Whilst there were one or two twee moments in the first novel, there were fewer in this. for a novel that deals with death, lonliness, love, and all the other areas of human interaction plauged by sentimentality, Strout manages to skirt the affected touches that ruin so much writing, and gives us such a beautiful, honest and spare account of the existence of Olive Kitterage, who may well be my favourite character from modern fiction: a cantankerous old woman, a retired maths teacher, a woman whose failures and successes are as modest as they are great. Best novel (if it is in fact a novel) of the last twenty years?

 

Mr A

 

 

The Paper Menagerie and Other Stories by Ken Liu (2016)

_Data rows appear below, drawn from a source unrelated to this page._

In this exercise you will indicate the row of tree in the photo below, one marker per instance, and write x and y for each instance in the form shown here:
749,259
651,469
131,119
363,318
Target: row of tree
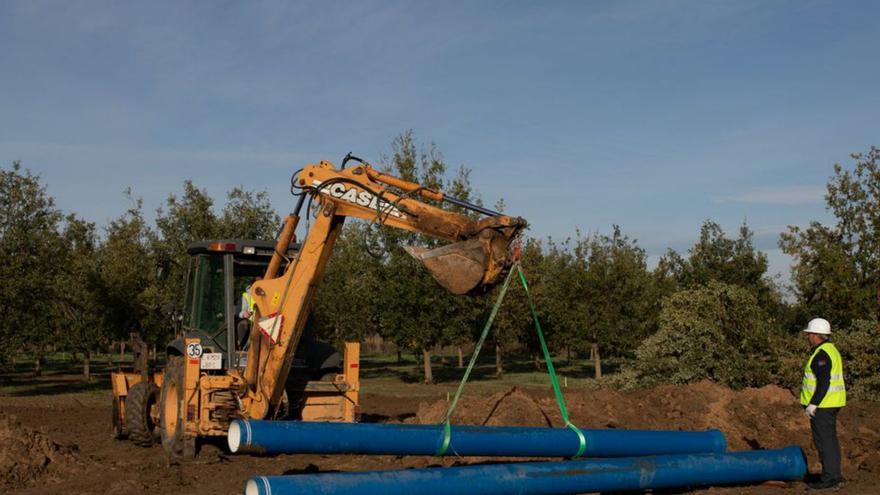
712,311
67,286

The Paper MenagerieThe title story ‘The Paper Menagerie’ (2011) is such a lovely story, so well crafted and affecting; it’s strange that everything else could leave you feeling cold. For example ‘The Bookamking Habits of Select Species’ doesn’t quite make snese, never mind work as a piece of fiction – though its pretentiosn to a Borges-kind-of-clever seems to have dazzled quote a few (thousands, tens of thousands, hundreds of…) readers, as well as a host of reviewers. Of course, one may be missing something. Every reader could be said to be missing something; so i’m missing what’s required to appraciate most of these stories, many of them also prize winning, many ripping beautiful phrases out of well known literary masterpieces (Prufrock) to little effect other than annoyance, and with central conceits that don’t work (sould as an ice-cue one must keep cool and close by), magical realist flourishes that leave one cold, and ‘meanings’ with capital Ms that ring hollow.  So are these stories, for the most part, sentimental pap with little or no merit? Do you think that the sentence: ‘A kitten’s tongue tickles the inside of my heart’ has, standing there on its own, in all its figuraitve figuraitveness, any literary value? An interesting question.

Mr A

 

The Paper Menagerie by Ken Liu (2011)
Utility 8/10  
Plausibility 8/10  
Credibility 8/10  
Depth 8/10  
Subtlety 7/10  
Engagement 9/10  
Cogency / Structure / Coherence 9/10  
Affective / Empathy / Evocative 9/10  
Novelty / Surprise / Fun 8/10  
Defamiliarisation 9/10  
Total/100 83/100  

 

“Bestselling author Ken Liu selects his award-winning science fiction and fantasy tales for a groundbreaking collection… With his debut novel, The Grace of Kings, taking the literary world by storm, Ken Liu now shares his finest short fiction in The Paper Menagerie. This mesmerizing collection features all of Ken’s award-winning and award-finalist stories, including: “The Man Who Ended History: A Documentary” (Finalist for the Hugo, Nebula, and Theodore Sturgeon Awards), “Mono No Aware” (Hugo Award winner), “The Waves” (Nebula Award finalist), “The Bookmaking Habits of Select Species” (Nebula and Sturgeon award finalists), “All the Flavors” (Nebula award finalist), “The Litigation Master and the Monkey King” (Nebula Award finalist), and the most awarded story in the genre’s history, “The Paper Menagerie” (The only story to win the Hugo, Nebula, and World Fantasy awards). A must-have for every science fiction and fantasy fan, this beautiful book is an anthology to savor.”